Congressional working group calls for bipartisan police reform
Rebuilding trust between many communities and their police officers will be a long, hard slog.
But everyone agrees it must be done. That was the message from a Congressional working group, which stopped in Detroit Tuesday.
The bipartisan Policing Strategies Working Group is trying to advance that goal with a series of meetings around the country.
House judiciary committee chairman Bob Goodlatte, R-Virginia, and U.S. Rep. John Conyers, D-Mich., announced the group's formation last month, in the wake of multiple high-profile police shootings of black men, followed by retaliatory killings of police officers in Texas and Louisiana.
In Detroit, members met privately with law enforcement, community leaders and other stakeholders, before making their first public statements as a group.
Rep. Sheila Jackson-Lee, D-Texas, called strengthening police-community bonds “the civil rights issue of our time.”
"Of the 18,000 police departments, only 53 have committed to the White House, when the White House asked, that they submit voluntary statistics on what happens in their police work."
But she said doing that requires “trust” — and that requires police agencies to provide more data about their interactions with the public.
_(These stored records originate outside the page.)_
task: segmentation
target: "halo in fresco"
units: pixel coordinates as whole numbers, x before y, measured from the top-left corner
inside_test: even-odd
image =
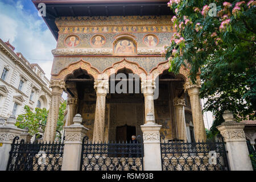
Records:
[[[105,38],[101,35],[94,35],[90,39],[90,44],[93,47],[102,47],[105,43]]]
[[[155,35],[150,34],[144,37],[143,42],[147,47],[154,47],[158,44],[159,40]]]
[[[64,40],[64,44],[69,48],[75,48],[80,43],[79,38],[76,35],[71,35],[67,37]]]

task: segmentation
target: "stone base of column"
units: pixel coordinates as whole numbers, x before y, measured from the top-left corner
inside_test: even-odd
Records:
[[[74,117],[74,124],[64,127],[65,139],[61,171],[79,171],[82,139],[89,129],[81,125],[80,114]]]
[[[18,129],[14,124],[16,119],[14,117],[11,116],[7,119],[5,125],[0,126],[0,171],[6,171],[9,159],[10,151],[11,144],[15,136],[19,136],[24,131]]]
[[[162,171],[160,129],[162,125],[148,122],[141,126],[144,140],[144,170]]]
[[[244,127],[244,123],[233,121],[226,121],[217,127],[226,142],[231,171],[253,171]]]

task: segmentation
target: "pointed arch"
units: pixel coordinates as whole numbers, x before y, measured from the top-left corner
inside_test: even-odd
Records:
[[[147,75],[146,70],[141,67],[138,63],[128,61],[125,59],[116,62],[112,67],[106,68],[102,73],[106,74],[109,77],[110,75],[116,73],[118,70],[123,68],[131,69],[134,73],[139,75],[141,78],[144,78],[144,76],[146,76]]]
[[[162,74],[164,71],[169,69],[169,68],[170,63],[168,61],[158,64],[156,67],[152,69],[150,72],[152,76],[152,79],[155,80],[158,76]],[[189,71],[184,65],[181,65],[180,73],[176,76],[184,79],[185,81],[188,79],[189,75]]]

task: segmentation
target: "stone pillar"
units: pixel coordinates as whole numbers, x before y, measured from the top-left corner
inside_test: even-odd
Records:
[[[19,139],[23,139],[25,142],[31,143],[32,136],[28,134],[28,129],[26,127],[23,130],[23,132],[20,134]]]
[[[253,171],[243,131],[245,124],[236,122],[229,111],[225,110],[222,115],[225,122],[217,128],[226,142],[230,169]]]
[[[185,105],[185,99],[175,97],[174,98],[175,107],[176,121],[177,127],[177,138],[180,140],[187,142],[187,129],[183,113],[183,107]]]
[[[97,100],[95,110],[93,142],[104,142],[104,124],[106,96],[109,90],[108,80],[97,80],[94,82]]]
[[[73,118],[75,113],[76,113],[77,99],[76,98],[68,98],[67,106],[68,107],[68,113],[67,116],[67,126],[73,124]]]
[[[155,123],[152,113],[148,113],[146,123],[141,126],[143,133],[144,170],[162,171],[160,129],[162,125]]]
[[[52,100],[44,134],[44,142],[53,142],[55,138],[60,98],[65,88],[64,85],[63,80],[51,81],[49,88],[52,88]]]
[[[88,129],[81,125],[82,118],[76,114],[73,124],[65,126],[65,139],[61,171],[80,171],[82,139]]]
[[[155,89],[155,82],[151,80],[142,80],[141,81],[141,91],[144,94],[145,100],[145,118],[147,114],[151,113],[155,117],[154,106],[154,90]],[[154,121],[155,122],[155,120]],[[147,122],[147,120],[146,120]]]
[[[15,116],[11,115],[6,124],[0,126],[0,171],[6,170],[13,139],[23,131],[14,125],[15,123]]]
[[[184,85],[185,90],[188,91],[190,97],[196,142],[206,141],[207,138],[199,97],[200,85],[200,80],[197,80],[196,84],[192,84],[191,81],[187,81]]]

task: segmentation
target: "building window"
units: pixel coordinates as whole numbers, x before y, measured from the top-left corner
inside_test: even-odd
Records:
[[[36,107],[41,109],[41,102],[39,100],[38,101],[38,105],[36,105]]]
[[[19,81],[19,90],[21,91],[21,90],[22,89],[22,86],[23,86],[23,84],[24,84],[24,81],[23,81],[22,80],[20,80]]]
[[[35,93],[34,92],[31,91],[31,93],[30,94],[30,100],[32,101],[33,100],[33,96],[34,96],[34,94]]]
[[[17,111],[18,109],[18,104],[15,102],[14,105],[13,106],[13,113],[11,114],[13,115],[16,115],[16,112]]]
[[[3,73],[2,73],[1,79],[5,80],[6,78],[7,74],[8,73],[8,69],[6,68],[3,68]]]

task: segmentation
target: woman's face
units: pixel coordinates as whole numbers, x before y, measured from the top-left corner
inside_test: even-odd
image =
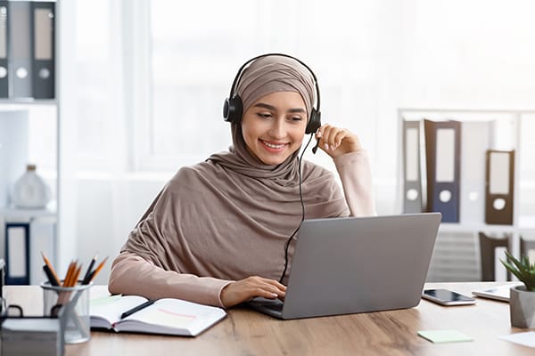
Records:
[[[266,165],[283,163],[300,148],[307,118],[299,93],[277,92],[261,97],[242,118],[247,150]]]

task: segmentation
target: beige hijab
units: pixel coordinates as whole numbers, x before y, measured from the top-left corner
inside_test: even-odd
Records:
[[[237,88],[243,112],[270,93],[301,94],[310,110],[310,73],[285,57],[257,60]],[[166,185],[132,231],[123,250],[166,270],[240,279],[250,275],[280,278],[284,244],[301,220],[296,151],[268,166],[246,149],[241,125],[232,124],[234,145],[205,162],[183,167]],[[331,172],[302,165],[306,218],[349,215]],[[289,249],[293,252],[293,244]]]

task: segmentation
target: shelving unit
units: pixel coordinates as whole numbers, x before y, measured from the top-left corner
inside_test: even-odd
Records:
[[[399,212],[403,211],[403,194],[404,194],[404,168],[403,168],[403,122],[404,120],[413,121],[424,118],[432,121],[457,120],[460,121],[491,121],[495,124],[492,133],[492,147],[494,150],[514,150],[514,205],[513,205],[513,224],[512,225],[494,225],[482,222],[443,222],[439,230],[439,238],[435,247],[435,254],[439,255],[442,252],[456,248],[456,245],[460,240],[455,240],[455,236],[473,237],[473,244],[465,244],[459,247],[457,251],[458,255],[472,254],[474,264],[479,264],[479,245],[477,243],[477,234],[483,231],[490,235],[503,235],[505,233],[512,236],[512,250],[516,255],[520,250],[520,237],[525,234],[535,234],[535,209],[531,211],[529,206],[529,198],[526,191],[535,193],[535,175],[526,177],[523,175],[523,164],[526,164],[524,155],[527,153],[530,157],[535,158],[535,146],[530,146],[530,142],[523,142],[523,127],[527,126],[528,121],[535,118],[535,110],[505,110],[505,109],[412,109],[402,108],[398,110],[399,115],[399,154],[398,154],[398,196],[397,206]],[[462,130],[462,129],[461,129]],[[461,159],[463,159],[463,151],[461,150]],[[482,162],[485,165],[485,162]],[[462,179],[462,173],[461,173]],[[482,182],[484,186],[485,182]],[[525,200],[523,200],[525,199]],[[442,241],[449,241],[441,244]],[[464,250],[463,250],[464,249]],[[471,251],[467,251],[470,250]],[[451,251],[444,253],[444,255],[449,255],[454,258],[456,254]],[[452,260],[451,264],[456,261]],[[467,276],[467,279],[469,277]]]
[[[55,3],[54,12],[50,12],[51,7],[48,6],[48,3]],[[60,198],[60,91],[59,91],[59,59],[58,59],[58,43],[59,43],[59,26],[57,19],[59,16],[59,1],[51,0],[46,3],[38,3],[38,2],[28,2],[29,4],[29,11],[33,12],[35,16],[35,22],[33,24],[29,24],[28,28],[29,28],[29,44],[21,44],[21,43],[24,43],[24,41],[20,40],[17,42],[19,46],[29,45],[33,50],[30,51],[22,51],[19,49],[17,53],[29,53],[31,55],[29,56],[31,65],[31,70],[35,70],[36,73],[36,65],[41,68],[41,70],[47,70],[47,69],[52,68],[52,74],[54,77],[54,84],[55,85],[54,99],[35,99],[32,97],[13,97],[13,85],[12,82],[13,77],[12,77],[12,70],[13,70],[15,57],[12,56],[12,53],[14,53],[14,44],[12,39],[11,37],[10,30],[12,29],[12,25],[15,22],[12,16],[14,15],[13,9],[10,7],[11,2],[8,2],[7,8],[3,9],[4,12],[4,20],[7,19],[7,22],[4,22],[4,26],[8,24],[9,29],[7,33],[10,36],[6,37],[6,49],[7,49],[7,57],[8,57],[8,80],[10,89],[8,91],[8,98],[0,98],[0,144],[2,144],[2,141],[5,144],[4,147],[0,148],[0,256],[4,257],[7,251],[4,251],[5,247],[5,236],[4,236],[4,224],[6,222],[22,222],[22,223],[32,223],[37,222],[37,225],[49,225],[51,236],[54,239],[54,256],[51,256],[51,262],[54,265],[54,267],[58,264],[58,259],[60,256],[59,251],[59,208],[61,204],[59,203]],[[17,13],[21,12],[21,8],[18,7]],[[21,18],[17,18],[20,20]],[[31,21],[33,18],[29,15],[28,20]],[[23,24],[26,22],[20,21],[20,24]],[[52,25],[54,27],[48,27]],[[34,28],[35,26],[35,28]],[[51,29],[51,34],[54,36],[51,36],[46,32],[48,28]],[[21,30],[21,29],[19,29]],[[25,33],[24,31],[21,33]],[[16,35],[13,35],[16,36]],[[35,36],[35,37],[34,37]],[[22,37],[21,37],[22,38]],[[37,39],[39,38],[39,39]],[[50,41],[52,40],[52,41]],[[34,42],[35,41],[35,42]],[[36,44],[38,42],[38,45]],[[47,45],[50,45],[48,47]],[[35,53],[34,53],[35,52]],[[34,56],[35,55],[35,56]],[[51,56],[51,57],[50,57]],[[21,61],[19,57],[17,61]],[[27,60],[24,59],[24,65],[28,65]],[[19,62],[18,62],[19,63]],[[21,61],[20,63],[22,63]],[[52,64],[51,64],[52,63]],[[41,66],[48,66],[52,65],[53,67],[41,67]],[[41,73],[41,72],[39,72]],[[47,90],[50,90],[51,86],[47,86],[48,85],[44,84],[45,82],[36,82],[35,77],[30,76],[34,80],[31,84],[32,95],[37,97],[43,96],[50,96],[46,95],[45,93]],[[18,80],[18,79],[17,79]],[[37,83],[36,86],[36,83]],[[37,94],[36,94],[37,93]],[[45,94],[43,94],[45,93]],[[24,95],[26,96],[26,95]],[[51,184],[51,190],[53,191],[52,194],[52,201],[47,205],[45,208],[43,209],[21,209],[17,208],[12,206],[11,202],[10,190],[12,188],[12,184],[16,181],[18,177],[22,175],[22,174],[26,170],[26,165],[29,163],[37,163],[37,174],[42,173],[42,166],[38,165],[38,162],[29,162],[29,143],[30,142],[30,131],[29,131],[29,122],[32,120],[47,119],[49,122],[54,122],[55,124],[54,131],[54,138],[53,143],[55,147],[53,146],[52,150],[54,151],[54,157],[50,157],[49,162],[51,163],[51,166],[47,170],[47,174],[45,175],[45,180],[49,182]],[[4,133],[2,133],[4,130]],[[52,129],[51,129],[52,131]],[[10,137],[12,135],[13,137]],[[51,136],[52,137],[52,136]],[[51,140],[52,141],[52,140]],[[52,153],[52,152],[51,152]],[[48,158],[47,158],[48,159]],[[54,163],[52,163],[54,162]],[[43,174],[41,174],[43,175]],[[36,230],[36,231],[37,231]],[[40,231],[42,235],[42,230]],[[31,235],[31,232],[30,232]],[[30,262],[31,262],[30,256]],[[34,263],[34,266],[29,267],[29,271],[27,271],[30,279],[32,278],[33,271],[36,271],[36,268],[41,267],[41,261],[38,261],[39,265],[36,265]],[[38,272],[38,271],[37,271]],[[37,278],[41,276],[38,275]],[[36,279],[31,280],[33,282],[37,282]]]

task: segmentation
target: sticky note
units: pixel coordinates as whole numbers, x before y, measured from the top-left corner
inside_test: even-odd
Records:
[[[516,333],[499,336],[502,340],[511,343],[520,344],[528,347],[535,347],[535,331],[527,331],[525,333]]]
[[[472,337],[457,330],[420,330],[418,335],[435,344],[473,341]]]

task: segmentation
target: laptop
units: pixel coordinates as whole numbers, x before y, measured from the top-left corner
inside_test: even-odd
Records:
[[[251,308],[289,320],[418,304],[441,214],[313,219],[299,231],[284,302]]]

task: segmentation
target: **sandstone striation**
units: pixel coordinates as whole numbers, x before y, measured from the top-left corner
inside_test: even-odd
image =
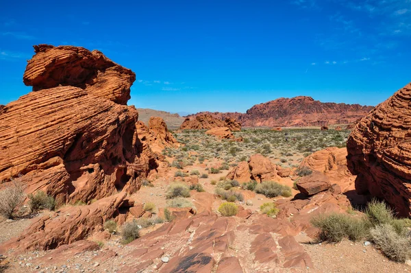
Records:
[[[158,163],[140,139],[137,110],[125,105],[134,73],[98,51],[34,48],[23,78],[35,91],[1,110],[0,180],[22,176],[27,193],[58,202],[138,190]],[[161,121],[150,128],[163,144],[175,143]]]
[[[245,113],[201,112],[188,117],[208,115],[221,120],[234,118],[243,126],[322,126],[353,123],[373,108],[359,104],[324,103],[299,96],[257,104]]]
[[[410,216],[411,84],[362,118],[349,135],[348,167],[360,194],[384,198]]]
[[[210,115],[199,115],[193,118],[187,117],[180,126],[181,130],[210,130],[219,127],[227,127],[232,131],[240,131],[241,124],[235,119],[227,117],[224,121]]]

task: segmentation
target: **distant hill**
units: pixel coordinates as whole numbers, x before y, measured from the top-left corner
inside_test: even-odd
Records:
[[[184,118],[178,114],[171,114],[169,112],[148,108],[137,108],[137,110],[138,111],[138,120],[144,122],[146,125],[148,123],[150,117],[162,117],[170,129],[179,127],[184,121]]]
[[[245,113],[200,112],[188,117],[209,114],[222,120],[235,118],[242,126],[320,126],[352,123],[373,108],[360,104],[321,102],[311,97],[299,96],[256,104]]]

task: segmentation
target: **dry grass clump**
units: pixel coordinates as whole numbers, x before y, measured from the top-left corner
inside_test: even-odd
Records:
[[[153,211],[155,209],[155,204],[152,202],[147,202],[142,207],[145,211]]]
[[[264,194],[271,198],[279,195],[284,197],[291,196],[291,188],[273,181],[264,181],[256,187],[257,193]]]
[[[167,189],[167,198],[175,198],[176,197],[190,197],[190,189],[186,185],[182,183],[174,183]]]
[[[238,212],[238,207],[234,203],[223,203],[219,207],[219,211],[223,216],[234,216]]]
[[[0,215],[12,219],[14,210],[24,201],[24,192],[21,185],[13,182],[13,185],[0,191]]]
[[[221,188],[217,187],[216,188],[216,194],[219,195],[220,198],[228,202],[236,202],[236,200],[240,202],[244,201],[244,195],[242,193],[232,189],[225,191]]]
[[[277,206],[274,203],[264,203],[260,206],[260,209],[263,214],[266,214],[267,216],[275,217],[279,212],[277,209]]]
[[[138,222],[136,219],[124,224],[121,226],[123,244],[127,244],[139,238],[140,229],[141,226],[138,224]]]
[[[167,206],[170,208],[193,208],[195,206],[192,203],[182,198],[177,198],[167,201]]]
[[[358,241],[369,238],[388,259],[404,262],[411,257],[411,239],[406,228],[408,219],[396,219],[385,203],[373,200],[369,203],[364,217],[332,213],[313,217],[311,223],[320,228],[323,241],[340,241],[344,238]]]
[[[53,211],[55,207],[55,200],[53,196],[47,195],[44,191],[40,191],[36,194],[29,194],[29,206],[32,211],[40,209]]]

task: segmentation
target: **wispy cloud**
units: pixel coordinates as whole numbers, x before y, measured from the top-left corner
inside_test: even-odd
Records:
[[[163,91],[178,91],[180,88],[176,88],[173,87],[163,87],[161,88]]]
[[[12,36],[16,39],[22,40],[34,40],[36,37],[32,35],[27,34],[25,32],[2,32],[1,35],[3,36]]]

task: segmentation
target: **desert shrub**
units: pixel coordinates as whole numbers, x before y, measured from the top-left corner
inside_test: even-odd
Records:
[[[177,171],[174,174],[174,177],[184,177],[184,176],[186,176],[186,174],[184,174],[182,171]]]
[[[208,172],[210,174],[219,174],[220,169],[216,169],[212,167],[211,169],[210,169],[210,170],[208,171]]]
[[[299,176],[307,176],[312,174],[312,170],[308,167],[302,166],[297,169],[295,172]]]
[[[220,198],[227,200],[228,202],[235,202],[238,200],[240,202],[244,201],[244,195],[242,193],[238,191],[229,190],[225,191],[221,188],[216,188],[216,194],[220,197]]]
[[[12,218],[14,210],[24,201],[24,192],[16,182],[0,191],[0,215],[7,219]]]
[[[366,219],[343,213],[319,215],[311,219],[311,224],[320,229],[321,240],[331,242],[338,242],[344,238],[360,240],[367,235],[369,228]]]
[[[151,181],[147,179],[143,179],[142,182],[142,185],[146,187],[154,187],[153,184],[151,184]]]
[[[233,216],[237,214],[238,208],[234,203],[223,203],[219,207],[219,211],[223,216]]]
[[[177,198],[167,201],[167,206],[170,208],[194,208],[192,203],[182,198]]]
[[[199,193],[202,193],[203,191],[204,191],[204,189],[203,188],[203,185],[201,185],[200,183],[190,185],[190,189],[191,189],[191,190],[195,189]]]
[[[242,183],[242,185],[241,185],[241,188],[242,189],[248,189],[249,191],[254,191],[256,189],[256,187],[257,187],[257,181],[253,180]]]
[[[175,198],[176,197],[190,197],[190,189],[184,184],[174,183],[167,189],[167,198]]]
[[[140,237],[140,226],[136,219],[134,219],[133,222],[124,224],[121,226],[123,244],[129,244]]]
[[[264,203],[260,206],[260,209],[263,214],[272,217],[275,217],[279,211],[274,203]]]
[[[164,218],[167,222],[171,222],[174,219],[175,217],[171,214],[168,209],[164,209]]]
[[[192,171],[191,171],[190,172],[190,174],[192,176],[199,176],[200,175],[200,172],[199,171],[198,169],[193,169]]]
[[[117,231],[117,223],[116,223],[114,220],[105,221],[103,227],[104,229],[110,233]]]
[[[394,219],[393,210],[386,203],[375,200],[368,203],[365,214],[373,226],[390,224]]]
[[[282,185],[273,181],[264,181],[256,187],[256,192],[266,195],[269,198],[282,195],[284,197],[291,196],[291,189],[286,185]]]
[[[53,211],[55,207],[55,200],[53,196],[47,195],[44,191],[40,191],[36,194],[29,194],[29,206],[32,211],[39,209]]]
[[[152,202],[147,202],[144,204],[142,209],[145,211],[153,211],[155,209],[155,204]]]
[[[371,229],[370,235],[375,246],[388,259],[403,263],[411,256],[410,238],[399,235],[393,226],[388,224],[377,225]]]

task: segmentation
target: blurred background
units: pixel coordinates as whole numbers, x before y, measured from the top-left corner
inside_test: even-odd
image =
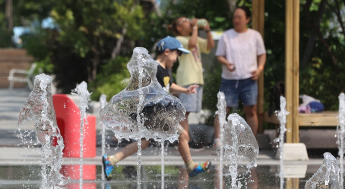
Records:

Jackson-Lee says that’s a central piece of the proposed Law Enforcement Trust and Integrity Act. But so far, she says police forces have been reluctant to provide it.
“Of the 18,000 police departments, only 53 have committed to the White House, when the White House asked, that they submit voluntary statistics on what happens in their police work,” Jackson-Lee said.
A bipartisan package of “criminal justice reform bills could very well pass the House” before the end of this year, Goodlatte said. “This is something I think the American people would like to see us work in a bipartisan fashion to address.”
But truly tackling this issue will require more sustained work on trickier issues that can’t be legislated — tackling topics like implicit racial bias against African Americans, and changing “hearts and minds” among both police and civilian populations.
That starts with a focus on hiring good officers with a public service mentality, and more funding and training to help facilitate a “culture change that starts at the top” of local police departments, said Rep. Brenda Lawrence, D-Southfield.
Lawrence says that’s hard work, but says nothing less than American democracy and fundamental rights are at stake in this fight. U.S. Rep. David Reichert, R-Washington, agreed.
“It needs to be resolved, and it needs to be resolved today,” said Reichert, a former county sheriff. “Or the fabric of our communities will crumble and fall apart.”